Retrouvez chaque semaine le billet vert de Martine Billard, ancienne députée écologiste, oratrice nationale de la France insoumise. Cette semaine zoom sur la répressions des militants écolos.

La répression contre les actions écologistes n’est pas une nouveauté. À chaque fois ces dernières années que les intérêts du lobby nucléaire, militaire, chimique, ou de l’agro-industrie ont été pris pour cible…. la répression s’est abattue férocement.

L’opposition à l’extension du camp militaire du Larzac de 1971 à 1981 restera longtemps un modèle capable de rassembler des catégories de population très éloignées. Paysans, ouvriers (notamment ceux de Lip) et militants antimilitaristes s’y sont retrouvés autour d’actions non-violentes et innovantes. Malgré la répression utilisée à leur encontre, les militants ont fait céder le pouvoir. Une source d’inspiration pendant de nombreuses années.

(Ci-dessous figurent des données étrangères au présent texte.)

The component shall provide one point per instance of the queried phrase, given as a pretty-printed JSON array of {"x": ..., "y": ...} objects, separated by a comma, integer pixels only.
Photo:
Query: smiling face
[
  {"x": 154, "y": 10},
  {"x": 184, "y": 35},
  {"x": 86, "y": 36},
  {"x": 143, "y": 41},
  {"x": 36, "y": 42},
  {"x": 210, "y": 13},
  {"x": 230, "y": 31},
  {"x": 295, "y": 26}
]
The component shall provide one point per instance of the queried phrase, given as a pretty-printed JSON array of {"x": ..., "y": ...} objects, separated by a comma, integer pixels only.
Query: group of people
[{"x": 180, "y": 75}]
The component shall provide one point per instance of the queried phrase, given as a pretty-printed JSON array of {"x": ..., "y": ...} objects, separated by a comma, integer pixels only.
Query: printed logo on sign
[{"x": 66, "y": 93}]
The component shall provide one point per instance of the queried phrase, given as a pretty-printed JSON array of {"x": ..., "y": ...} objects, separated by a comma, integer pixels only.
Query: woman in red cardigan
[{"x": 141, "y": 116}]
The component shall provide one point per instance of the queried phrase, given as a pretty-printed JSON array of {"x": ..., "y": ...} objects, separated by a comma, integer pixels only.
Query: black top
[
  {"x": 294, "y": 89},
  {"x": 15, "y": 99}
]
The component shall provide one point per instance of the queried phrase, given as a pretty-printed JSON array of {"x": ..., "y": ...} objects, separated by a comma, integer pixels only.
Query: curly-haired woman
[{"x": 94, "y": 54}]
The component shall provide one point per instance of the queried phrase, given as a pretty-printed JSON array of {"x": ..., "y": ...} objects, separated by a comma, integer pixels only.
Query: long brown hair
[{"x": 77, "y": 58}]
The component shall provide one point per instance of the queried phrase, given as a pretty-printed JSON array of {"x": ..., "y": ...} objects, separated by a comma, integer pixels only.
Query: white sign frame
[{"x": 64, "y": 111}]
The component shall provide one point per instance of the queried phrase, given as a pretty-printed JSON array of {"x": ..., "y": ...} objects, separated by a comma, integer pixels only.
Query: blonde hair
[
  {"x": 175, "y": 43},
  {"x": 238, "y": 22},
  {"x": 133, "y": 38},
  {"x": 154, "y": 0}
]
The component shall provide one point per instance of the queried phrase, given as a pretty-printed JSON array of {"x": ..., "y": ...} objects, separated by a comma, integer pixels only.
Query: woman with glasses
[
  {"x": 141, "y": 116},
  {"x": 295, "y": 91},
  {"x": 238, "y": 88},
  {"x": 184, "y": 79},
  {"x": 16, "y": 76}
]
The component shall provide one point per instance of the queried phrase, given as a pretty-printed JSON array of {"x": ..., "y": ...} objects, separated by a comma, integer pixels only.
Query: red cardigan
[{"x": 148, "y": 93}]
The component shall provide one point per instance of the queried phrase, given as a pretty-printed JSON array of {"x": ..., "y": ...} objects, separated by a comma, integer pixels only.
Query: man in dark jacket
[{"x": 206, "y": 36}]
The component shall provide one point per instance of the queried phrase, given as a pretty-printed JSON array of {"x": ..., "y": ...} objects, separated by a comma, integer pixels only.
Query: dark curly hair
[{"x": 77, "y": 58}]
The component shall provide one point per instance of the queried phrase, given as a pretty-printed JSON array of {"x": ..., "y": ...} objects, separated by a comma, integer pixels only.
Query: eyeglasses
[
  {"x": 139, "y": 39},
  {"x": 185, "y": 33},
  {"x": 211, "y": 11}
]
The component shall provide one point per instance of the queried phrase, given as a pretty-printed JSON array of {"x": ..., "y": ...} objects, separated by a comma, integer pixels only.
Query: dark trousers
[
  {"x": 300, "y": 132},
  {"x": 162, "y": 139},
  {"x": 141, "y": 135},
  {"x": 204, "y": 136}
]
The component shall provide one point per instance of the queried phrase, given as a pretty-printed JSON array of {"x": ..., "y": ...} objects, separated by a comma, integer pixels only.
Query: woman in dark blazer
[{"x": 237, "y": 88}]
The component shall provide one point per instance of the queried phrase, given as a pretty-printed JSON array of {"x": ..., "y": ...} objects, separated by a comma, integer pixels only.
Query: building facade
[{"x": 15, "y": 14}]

Les constructions de plusieurs centrales nucléaires provoqueront également de nombreuses actions de militants écologistes.

L’opposition à la centrale de Superphénix à Creys-Malville dans l’Isère rassemblera des dizaines de milliers de manifestants non seulement en France mais également en Suisse et en Allemagne le 31 juillet 1977. A l’époque, le préfet de l’Isère s’exprime ainsi lors d’une conférence de presse : « Messieurs, pour la deuxième fois dans l’histoire de France, la mairie de Morestel est occupée par les boches » et ajoute « s’il le faut je ferai ouvrir le feu sur les contestataires ». La répression fera 1 mort : Vital Michalon, militant pacifiste, touché par une grenade offensive, deux mutilés (un pied et une main) et des dizaines de blessés. Un appel sera alors lancé demandant l’interdiction des grenades offensives. Dès 1977 !

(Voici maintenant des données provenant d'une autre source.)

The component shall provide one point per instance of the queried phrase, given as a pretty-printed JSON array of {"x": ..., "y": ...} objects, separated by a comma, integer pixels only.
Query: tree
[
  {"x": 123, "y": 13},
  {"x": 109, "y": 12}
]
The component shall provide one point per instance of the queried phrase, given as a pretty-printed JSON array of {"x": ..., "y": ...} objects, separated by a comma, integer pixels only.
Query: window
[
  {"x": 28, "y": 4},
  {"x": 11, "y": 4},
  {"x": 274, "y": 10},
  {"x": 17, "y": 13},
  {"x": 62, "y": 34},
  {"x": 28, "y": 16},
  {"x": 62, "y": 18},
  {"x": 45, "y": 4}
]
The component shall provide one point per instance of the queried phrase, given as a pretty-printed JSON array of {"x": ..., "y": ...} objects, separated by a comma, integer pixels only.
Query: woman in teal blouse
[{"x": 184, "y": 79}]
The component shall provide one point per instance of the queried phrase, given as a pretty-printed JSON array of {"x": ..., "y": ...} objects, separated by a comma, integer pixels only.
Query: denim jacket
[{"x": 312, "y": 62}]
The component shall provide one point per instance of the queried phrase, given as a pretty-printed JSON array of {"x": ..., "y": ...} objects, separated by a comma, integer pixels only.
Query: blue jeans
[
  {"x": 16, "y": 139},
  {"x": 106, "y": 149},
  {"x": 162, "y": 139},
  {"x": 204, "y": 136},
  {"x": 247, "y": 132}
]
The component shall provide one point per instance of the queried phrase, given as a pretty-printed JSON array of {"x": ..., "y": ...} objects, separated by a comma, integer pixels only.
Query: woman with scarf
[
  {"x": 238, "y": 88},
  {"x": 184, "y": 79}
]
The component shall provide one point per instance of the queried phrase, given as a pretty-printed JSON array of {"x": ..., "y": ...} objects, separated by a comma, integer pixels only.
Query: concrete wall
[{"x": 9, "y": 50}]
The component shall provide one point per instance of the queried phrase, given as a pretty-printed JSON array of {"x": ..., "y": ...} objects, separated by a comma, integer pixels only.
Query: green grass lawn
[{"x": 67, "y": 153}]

Ces mêmes grenades offensives seront de nouveau la cause de la mort d’un manifestant pacifiste, Rémi Fraisse, le 26 octobre 2014, lors d’une manifestation contre le projet du barrage de Sivens dans le Tarn.

De 1978 à 1981 les habitants de Plogoff, opposés au projet d’implantation d’une centrale nucléaire à proximité de la pointe du Raz dans le Finistère, rejoints par des militants antinucléaires, doivent plusieurs fois faire face à des affrontements violents avec les CRS. La fantastique mobilisation des femmes est racontée par le film Plogoff, des pierres contre des fusils.

Le Pellerin puis le Carnet, deux projets d’implantation de centrales nucléaires près de Nantes. Face à une très forte opposition le premier projet est abandonné mais remplacé en 1996 par celui du Carnet et la mobilisation fait là encore face à une très forte répression policière.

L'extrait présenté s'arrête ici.